异变
    在这方面,青述还是不会硬犟的。

    借助“八万春”睡到了日上三竿,神情恍惚的青述没忘记云约的叮嘱,摸了摸自己快要睡扁了的脸,便直接坐在床上运起了灵力。

    这一觉睡得久了点,久到灵力运转时,连后背上每一寸肌肉的松弛感都清晰可辨。

    只是时间不巧,还没等他仔细感受一番这久违的放松,门外便传来了轻缓的敲门声。

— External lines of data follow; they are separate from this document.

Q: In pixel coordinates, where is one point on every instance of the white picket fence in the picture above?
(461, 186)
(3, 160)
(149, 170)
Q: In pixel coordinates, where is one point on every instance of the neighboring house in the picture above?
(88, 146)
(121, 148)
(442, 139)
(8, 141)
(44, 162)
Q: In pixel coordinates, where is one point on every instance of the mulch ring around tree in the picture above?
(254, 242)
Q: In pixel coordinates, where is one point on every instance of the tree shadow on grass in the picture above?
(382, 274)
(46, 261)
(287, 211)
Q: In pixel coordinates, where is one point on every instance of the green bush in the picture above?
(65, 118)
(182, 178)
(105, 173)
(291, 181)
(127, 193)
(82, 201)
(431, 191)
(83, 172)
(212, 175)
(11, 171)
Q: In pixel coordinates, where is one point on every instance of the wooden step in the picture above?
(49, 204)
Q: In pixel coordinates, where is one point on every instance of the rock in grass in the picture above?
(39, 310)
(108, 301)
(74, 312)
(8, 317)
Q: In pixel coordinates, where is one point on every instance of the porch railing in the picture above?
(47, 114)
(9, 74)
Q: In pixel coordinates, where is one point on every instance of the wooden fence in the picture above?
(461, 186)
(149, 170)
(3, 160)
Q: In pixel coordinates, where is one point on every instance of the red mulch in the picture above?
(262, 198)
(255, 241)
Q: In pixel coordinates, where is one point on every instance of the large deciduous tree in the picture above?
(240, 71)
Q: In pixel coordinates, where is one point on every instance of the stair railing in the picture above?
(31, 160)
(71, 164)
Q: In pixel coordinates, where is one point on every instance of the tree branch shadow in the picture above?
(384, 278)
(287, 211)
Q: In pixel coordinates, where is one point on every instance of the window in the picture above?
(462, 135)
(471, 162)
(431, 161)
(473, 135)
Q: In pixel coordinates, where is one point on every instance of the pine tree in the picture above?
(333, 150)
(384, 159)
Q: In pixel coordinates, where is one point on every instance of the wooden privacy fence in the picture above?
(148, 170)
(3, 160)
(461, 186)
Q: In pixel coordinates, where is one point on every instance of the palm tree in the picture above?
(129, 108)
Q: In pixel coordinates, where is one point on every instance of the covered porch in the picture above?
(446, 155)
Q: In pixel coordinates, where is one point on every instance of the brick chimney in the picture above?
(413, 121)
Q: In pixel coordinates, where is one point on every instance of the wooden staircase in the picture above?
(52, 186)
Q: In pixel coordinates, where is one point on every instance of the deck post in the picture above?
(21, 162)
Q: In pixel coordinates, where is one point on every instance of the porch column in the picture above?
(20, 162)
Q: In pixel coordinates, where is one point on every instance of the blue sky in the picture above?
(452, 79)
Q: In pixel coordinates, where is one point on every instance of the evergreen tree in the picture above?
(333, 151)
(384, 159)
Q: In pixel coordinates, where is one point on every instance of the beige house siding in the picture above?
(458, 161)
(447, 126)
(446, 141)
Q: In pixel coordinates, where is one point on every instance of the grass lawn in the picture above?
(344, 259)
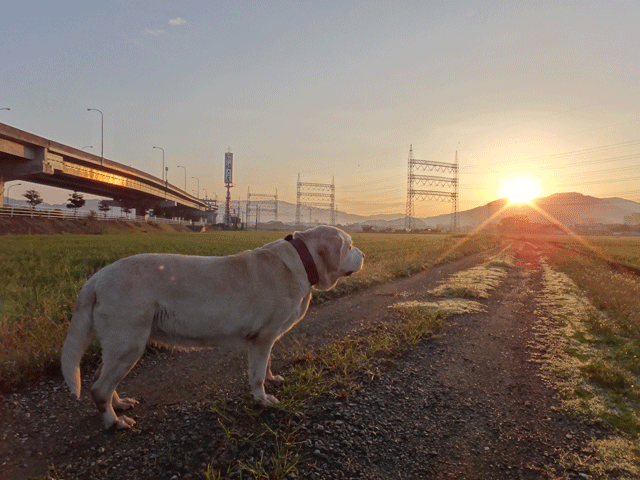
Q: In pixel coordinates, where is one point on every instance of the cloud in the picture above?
(153, 33)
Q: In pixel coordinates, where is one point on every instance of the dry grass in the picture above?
(591, 358)
(43, 274)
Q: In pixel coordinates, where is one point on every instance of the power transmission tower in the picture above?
(261, 203)
(416, 179)
(316, 195)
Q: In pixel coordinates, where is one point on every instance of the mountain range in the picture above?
(566, 208)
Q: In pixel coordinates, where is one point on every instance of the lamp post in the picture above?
(160, 148)
(9, 188)
(198, 194)
(101, 133)
(185, 177)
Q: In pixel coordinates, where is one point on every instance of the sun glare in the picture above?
(520, 189)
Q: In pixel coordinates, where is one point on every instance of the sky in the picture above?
(335, 91)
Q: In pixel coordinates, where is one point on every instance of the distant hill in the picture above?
(567, 208)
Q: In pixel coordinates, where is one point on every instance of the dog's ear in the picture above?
(329, 252)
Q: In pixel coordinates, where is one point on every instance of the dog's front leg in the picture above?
(259, 353)
(272, 379)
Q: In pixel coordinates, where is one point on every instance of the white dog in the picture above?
(191, 301)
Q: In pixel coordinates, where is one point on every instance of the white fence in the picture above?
(15, 211)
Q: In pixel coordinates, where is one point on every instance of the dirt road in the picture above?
(467, 403)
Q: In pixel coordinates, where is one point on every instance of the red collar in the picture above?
(307, 259)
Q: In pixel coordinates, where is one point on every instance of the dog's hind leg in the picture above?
(119, 359)
(259, 353)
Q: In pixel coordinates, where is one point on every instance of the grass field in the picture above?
(43, 274)
(621, 249)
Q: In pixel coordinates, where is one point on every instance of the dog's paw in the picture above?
(276, 380)
(124, 423)
(125, 404)
(267, 400)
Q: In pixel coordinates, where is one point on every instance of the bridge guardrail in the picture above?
(17, 211)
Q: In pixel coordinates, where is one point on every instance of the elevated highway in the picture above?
(28, 157)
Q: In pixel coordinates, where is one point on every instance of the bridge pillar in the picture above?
(141, 211)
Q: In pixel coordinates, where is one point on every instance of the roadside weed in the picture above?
(592, 362)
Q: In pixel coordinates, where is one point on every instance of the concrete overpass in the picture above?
(24, 156)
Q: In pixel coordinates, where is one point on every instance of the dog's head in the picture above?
(333, 253)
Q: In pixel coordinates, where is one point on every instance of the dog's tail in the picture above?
(78, 336)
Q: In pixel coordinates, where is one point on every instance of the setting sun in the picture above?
(520, 189)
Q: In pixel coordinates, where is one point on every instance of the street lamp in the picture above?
(9, 188)
(101, 133)
(185, 177)
(163, 172)
(198, 194)
(160, 148)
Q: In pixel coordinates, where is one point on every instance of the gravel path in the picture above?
(465, 404)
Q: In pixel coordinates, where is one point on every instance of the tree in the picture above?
(104, 207)
(76, 201)
(33, 198)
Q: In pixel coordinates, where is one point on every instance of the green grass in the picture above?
(42, 275)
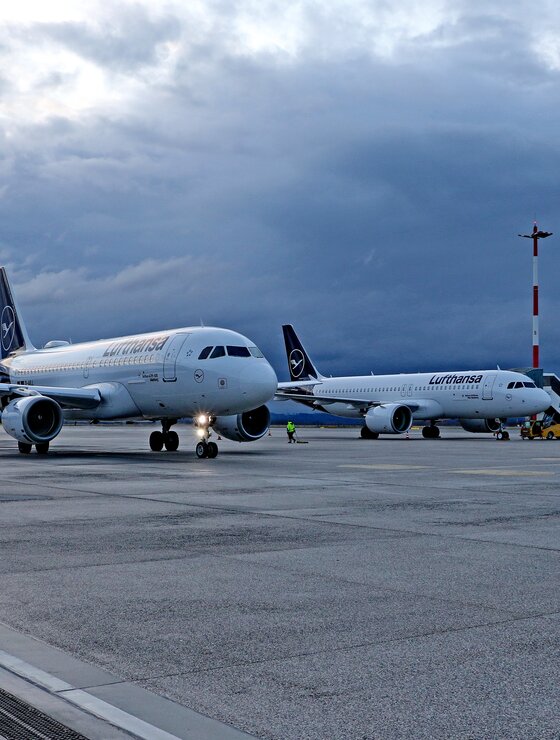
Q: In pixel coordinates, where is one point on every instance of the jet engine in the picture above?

    “宗主。”,他听到洛泽小声喊。声音不重,但足以让醒来的他听清楚。

    青述在床沿动了动腿,心底居然升起来一丝犹豫:想来也没什么要紧事,要不然自己就……偷个懒?

    洛泽在门口等了片刻,没得到回应,刚准备转身离开,面前的门便“吱呀”一声开了。赤着脚站在门里的青述显然是才从床上起身,连发丝都只是随意地拢在一侧,声音略显沙哑,眉目间却是依旧温和,“什么事,进来说吧。”

    淡淡的荷花香味从缝隙里飘出,洛泽近在咫尺,下意识倒吸了口气,脱口而出:“好香!”

    青述手扶着门框,眉梢微蹙:“?”

    洛泽伸手蹭蹭鼻子,抬眼觑他神色,略显局促地解释道:“宗主,青还小师兄说是要出蓬莱洲一趟,聂师叔不许,所以特意让我来求您……”

    青述没说好,也没说不好,只是意味深长地瞧了他一眼,便转身往房里走去。

    “他怎么自己不来?”

    洛泽没看明白他眼神里的意思,只嘿嘿一笑,便跟上去,“他说林师叔新炼了炉丹,似乎是更适合妖修,所以差他帮忙,给白师叔送去。”

    这话一出,青述顿时便了然了。

    好啊,怪不得不敢自己来找他,原来又是这件事!!

    这白师叔,便是从前和林远结缘的那位妖修,白落。虽然她行事令人费解,但宗内弟子出于对林师叔的“关爱”,面上还是称呼白落一声“师叔”。而林远也算是死性不改,常年扑在丹炉前,炼出来的一半都是针对妖修的“特效丹”,不知情的人瞧了,还以为两人感情甚笃,正浓情蜜意呢。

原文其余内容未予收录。